That said, there is something to Marty’s point about there being a lot of information out there, and particularly on the internet. Look at Online for Life, which reaches abortion-minded women through internet marketing, connects them with local pro-life resources, and is able to follow their journeys through pregnancy and birth. And Secular Pro-Life’s own AbortionSafety.com project aims to inform women about malpractice lawsuits and health code violations long before they make an appointment at a shoddy abortion facility.
So yes, the trend is real, even if we haven’t yet reached the point where all or most women choose life or abortion before seeking a provider. And this trend isn’t surprising to me, either. I think that it’s impossible for a counselor to be truly objective about a woman’s options, because you just can’t avoid the moral issues surrounding abortion. People with no opinion on abortion are unlikely to care enough to become pregnancy options counselors anyway (and even if they did, how long would they remain ambivalent?).3 Women in crisis pregnancies who are truly undecided about what to do probably realize this, and may respond by “self-counseling,” i.e. consulting their friends and/or the internet. It seems that we pro-lifers and our loyal opposition are in a race to be the first voice she hears.
1. According to a joint report by several national PRC umbrella groups, American PRCs provided 730,000 pregnancy tests in 2010.
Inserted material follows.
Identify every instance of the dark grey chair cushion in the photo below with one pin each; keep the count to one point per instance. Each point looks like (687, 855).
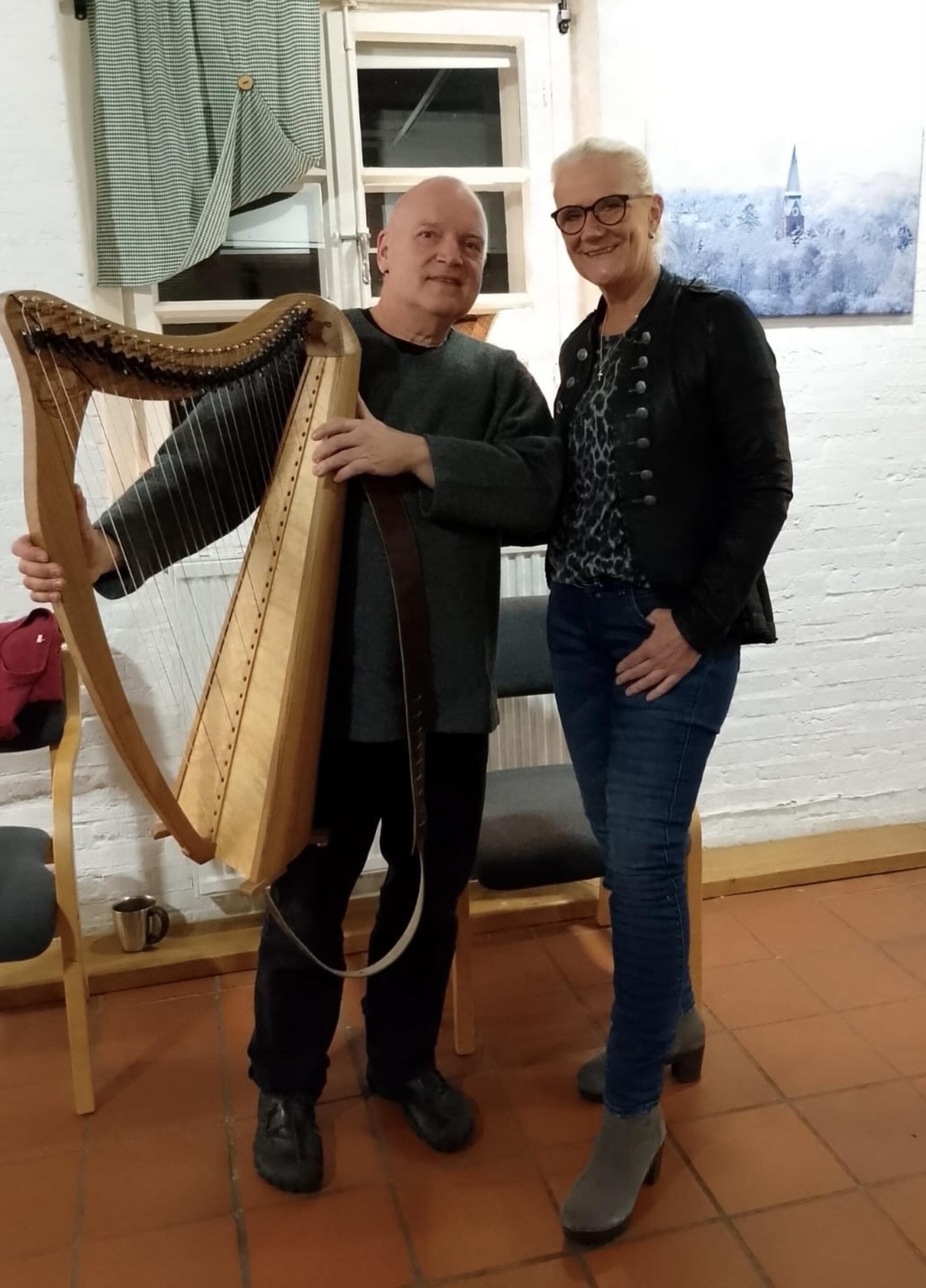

2. According to that same report, American PRCs performed 230,000 ultrasounds in 2010. I should note that sonograms are not solely used when an abortion-minded woman comes to a PRC; they are also used as a backup to pregnancy tests where there is some doubt as to whether or not the client is pregnant, and to detect ectopic pregnancies. And of course, they are used routinely at those centers that offer full-service prenatal care on site. Most PRCs, though, don’t have the budget for on-site prenatal care and instead have referral arrangements with supportive community physicians.
3. The purportedly neutral project Marty was promoting is staunchly pro-choice. Its fundraising page states: “It is time to demonstrate that anti-abortion organizations do not have a monopoly on supporting parents and people who are continuing their pregnancies.” I found that a fascinating departure from the usual slander that those meanie anti-choicers never actually do anything to support born people.